Come il giorno prima, la lama di luce la ferì nel buio compatto del cunicolo. Nihal si sporse a guardare attraverso la crepa. All’interno della caverna l’aria era ancora limpida, tuttavia un penetrante odore di fumo filtrava fin lì. Gli uomini erano in piedi, a fiutare l’aria. Uno, due, tre, quattro, cinque. Mancavano due uomini, probabilmente erano nell’altra sala. Un paio andarono in avanscoperta, ma c’era poco da scoprire; l’aria iniziava a farsi densa e velata. Nihal li vide agitarsi a poco a poco, innervosirsi, muoversi inquieti per la grotta. Poi una voce gridò: «Al fuoco!» e tutti furono presi dal panico e si diedero a una fuga precipitosa, abbandonando Laio e il ferito al loro destino.

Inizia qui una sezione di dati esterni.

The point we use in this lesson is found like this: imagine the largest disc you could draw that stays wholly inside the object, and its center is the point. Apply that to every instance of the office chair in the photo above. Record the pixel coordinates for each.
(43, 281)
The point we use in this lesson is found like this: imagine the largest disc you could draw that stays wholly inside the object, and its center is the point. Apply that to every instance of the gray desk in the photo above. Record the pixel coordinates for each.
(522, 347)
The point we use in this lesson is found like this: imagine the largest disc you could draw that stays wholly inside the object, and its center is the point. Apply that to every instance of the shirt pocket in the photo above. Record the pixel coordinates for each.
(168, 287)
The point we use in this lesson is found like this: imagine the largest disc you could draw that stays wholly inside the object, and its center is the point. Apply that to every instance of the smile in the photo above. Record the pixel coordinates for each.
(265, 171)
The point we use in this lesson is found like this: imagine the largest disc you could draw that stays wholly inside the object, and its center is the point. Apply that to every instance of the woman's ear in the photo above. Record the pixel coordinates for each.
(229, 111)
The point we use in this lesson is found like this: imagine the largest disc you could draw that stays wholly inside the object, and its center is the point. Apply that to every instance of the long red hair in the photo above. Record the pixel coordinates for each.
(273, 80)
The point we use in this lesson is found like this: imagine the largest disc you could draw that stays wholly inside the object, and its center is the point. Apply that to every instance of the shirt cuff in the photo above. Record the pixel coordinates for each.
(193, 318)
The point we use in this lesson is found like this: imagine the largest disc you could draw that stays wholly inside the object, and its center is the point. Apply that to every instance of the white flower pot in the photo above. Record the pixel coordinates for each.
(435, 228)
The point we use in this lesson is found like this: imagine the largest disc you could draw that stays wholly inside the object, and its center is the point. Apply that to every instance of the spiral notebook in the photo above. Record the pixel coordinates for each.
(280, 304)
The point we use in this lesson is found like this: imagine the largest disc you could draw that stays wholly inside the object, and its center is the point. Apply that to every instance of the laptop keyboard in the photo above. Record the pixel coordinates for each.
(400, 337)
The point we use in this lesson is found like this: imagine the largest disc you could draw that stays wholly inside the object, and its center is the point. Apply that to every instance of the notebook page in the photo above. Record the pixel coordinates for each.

Nihal non indugiò oltre. Diede una violenta spallata contro il diaframma di roccia che, come previsto, franò al primo colpo. Cadde dentro la caverna e con una capriola fu in piedi, la spada in mano. Questa volta non ebbe tempo per gli scrupoli, fu il suo corpo a ragionare per lei. Abbatté il ferito con un unico fendente.

Non era però l’unico brigante rimasto dentro. Poco lontano, due uomini si accingevano a uscire dall’ambiente accanto. Non appena il primo la vide, fece per dare l’allarme, ma Nihal si gettò su di lui. Era disarmato e lo uccise senza difficoltà. Il secondo sfoderò un coltello da caccia e cercò di prenderla alle spalle. Nihal fece appena in tempo a scartare di lato, mentre la lama affilata le recideva una ciocca di capelli. Il brigante le andò incontro urlando, ma la ragazza parò il colpo con prontezza e si lanciò in un assalto furioso. La gola iniziava a bruciarle per il fumo, doveva farla finita il prima possibile. Continuò ad attaccare finché non mise il nemico spalle al muro, quindi lo trapassò da parte a parte. L’uomo vomitò un fiotto di sangue e si accasciò a terra, senza vita. Nella caverna scese il silenzio.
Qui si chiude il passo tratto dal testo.